Chicken with Sesame Mayonnaise

Total Time:
30 min
Prep:
5 min
Cook:
25 min

Yield:
8 appetizer portions

Ingredients
  • 2 cups chicken stock
  • 2/3 cup fruity white wine
  • 4 teaspoons sesame oil
  • 24 ounces boned and skinned chicken breast
  • 3 egg yolks*
  • 1 teaspoon mustard
  • 2 teaspoons lemon juice
  • 1/2 cup sunflower oil
  • 2 tablespoons sesame seeds
Directions
  • Combine stock and wine in a saucepan. Bring to a boil, then reduce to simmer. Add 2 teaspoons of sesame oil and blend well. Taste for seasoning; the stock should be quite salty.
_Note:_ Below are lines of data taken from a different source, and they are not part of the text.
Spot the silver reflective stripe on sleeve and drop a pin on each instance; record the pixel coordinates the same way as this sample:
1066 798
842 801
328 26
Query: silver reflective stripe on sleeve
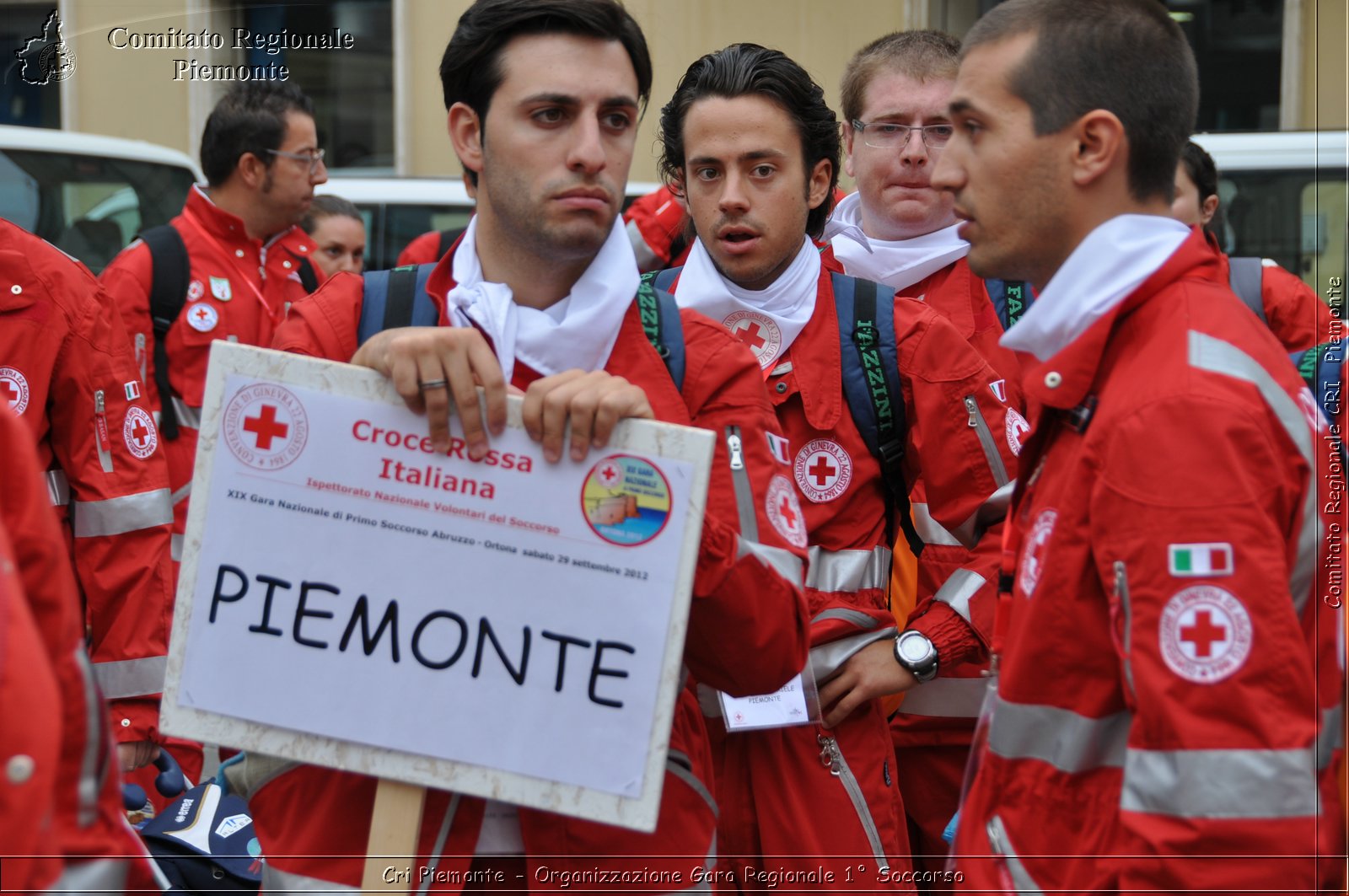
856 617
647 260
782 561
1002 846
1218 357
680 767
930 529
58 487
1221 783
849 570
188 416
1332 736
1063 738
98 876
278 882
121 679
957 591
118 516
946 698
826 659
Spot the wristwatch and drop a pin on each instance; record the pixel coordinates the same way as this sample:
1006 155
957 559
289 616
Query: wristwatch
915 652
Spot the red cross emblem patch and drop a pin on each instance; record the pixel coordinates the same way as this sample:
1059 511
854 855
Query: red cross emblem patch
138 431
757 331
1205 633
266 427
823 469
13 389
784 512
202 318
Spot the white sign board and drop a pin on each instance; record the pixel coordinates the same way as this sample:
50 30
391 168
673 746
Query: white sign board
503 628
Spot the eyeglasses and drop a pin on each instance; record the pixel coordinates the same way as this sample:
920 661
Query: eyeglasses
314 157
884 135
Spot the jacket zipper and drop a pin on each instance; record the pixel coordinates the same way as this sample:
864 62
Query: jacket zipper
1002 846
141 357
1121 593
833 759
741 480
991 453
100 426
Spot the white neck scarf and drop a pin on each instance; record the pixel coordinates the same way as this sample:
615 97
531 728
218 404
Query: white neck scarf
766 320
577 332
897 263
1103 271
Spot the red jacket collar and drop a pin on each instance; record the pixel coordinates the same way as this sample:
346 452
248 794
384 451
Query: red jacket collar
1074 368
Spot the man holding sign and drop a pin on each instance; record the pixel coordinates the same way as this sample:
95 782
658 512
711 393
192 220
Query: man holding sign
544 100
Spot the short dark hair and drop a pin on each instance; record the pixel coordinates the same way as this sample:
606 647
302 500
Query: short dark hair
471 69
923 56
1126 57
249 119
328 206
748 69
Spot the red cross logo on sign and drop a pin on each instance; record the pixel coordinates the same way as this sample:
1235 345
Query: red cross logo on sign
13 389
138 431
265 427
757 331
823 469
1205 633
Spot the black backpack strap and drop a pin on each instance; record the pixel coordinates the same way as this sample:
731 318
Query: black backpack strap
663 325
872 386
307 276
1244 276
169 276
395 298
1011 298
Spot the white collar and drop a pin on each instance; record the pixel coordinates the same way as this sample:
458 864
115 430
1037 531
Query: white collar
1105 267
897 263
577 332
766 320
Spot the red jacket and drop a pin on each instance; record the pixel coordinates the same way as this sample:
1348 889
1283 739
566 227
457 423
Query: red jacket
61 795
787 801
239 289
1169 702
746 630
67 368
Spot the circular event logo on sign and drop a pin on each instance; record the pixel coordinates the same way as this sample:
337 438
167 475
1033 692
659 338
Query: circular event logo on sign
823 469
1205 633
626 500
138 431
266 427
757 331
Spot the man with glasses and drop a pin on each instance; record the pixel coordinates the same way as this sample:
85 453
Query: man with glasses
228 266
901 231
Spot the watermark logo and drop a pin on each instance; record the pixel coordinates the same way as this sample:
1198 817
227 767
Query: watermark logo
46 58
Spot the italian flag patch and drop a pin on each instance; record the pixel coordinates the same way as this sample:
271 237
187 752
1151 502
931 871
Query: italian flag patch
1194 561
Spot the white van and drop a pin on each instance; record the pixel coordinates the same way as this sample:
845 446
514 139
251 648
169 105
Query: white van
89 195
398 209
1285 196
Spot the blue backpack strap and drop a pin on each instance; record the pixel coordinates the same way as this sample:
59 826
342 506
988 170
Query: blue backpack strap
663 325
395 298
1011 298
872 386
1245 276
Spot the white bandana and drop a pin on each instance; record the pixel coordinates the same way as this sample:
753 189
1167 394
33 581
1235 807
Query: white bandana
766 320
577 332
897 263
1103 270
  • Add the chicken breasts, and simmer slowly for 5 minutes. Remove from heat and let the breasts continue to cook in the warm stock. Check frequently; the breasts are ready when they are just past pink on the inside.

  • Remove from stock and cut into broad, thin slices. Let cool.

  • To prepare the mayonnaise, place egg yolks, mustard and lemon juice in the bowl of a food processor. Blend quickly. With the motor running, begin adding the sunflower oil drop by drop. After 1/3 of the oil is added, continue adding in a thin stream and add the remaining 2 teaspoons of sesame oil. Taste for seasoning.

  • In a bowl, combine the chicken and the mayonnaise. Reserve in the refrigerator until ready to serve.

  • Place 2 tablespoons sesame seeds in a small roasting pan. Place under a hot broiler for 2 to 3 minutes, or until golden brown.

  • Garnish chicken with sesame seeds.

  • Suggested drink: Hidalalgo Manzanilla, La Gitana

  • *RAW EGG WARNING

  • Food Network Kitchens suggest caution in consuming raw and lightly-cooked eggs due to the slight risk of Salmonella or other food-borne illness. To reduce this risk, we recommend you use only fresh, properly-refrigerated, clean, grade A or AA eggs with intact shells, and avoid contact between the yolks or whites and the shell.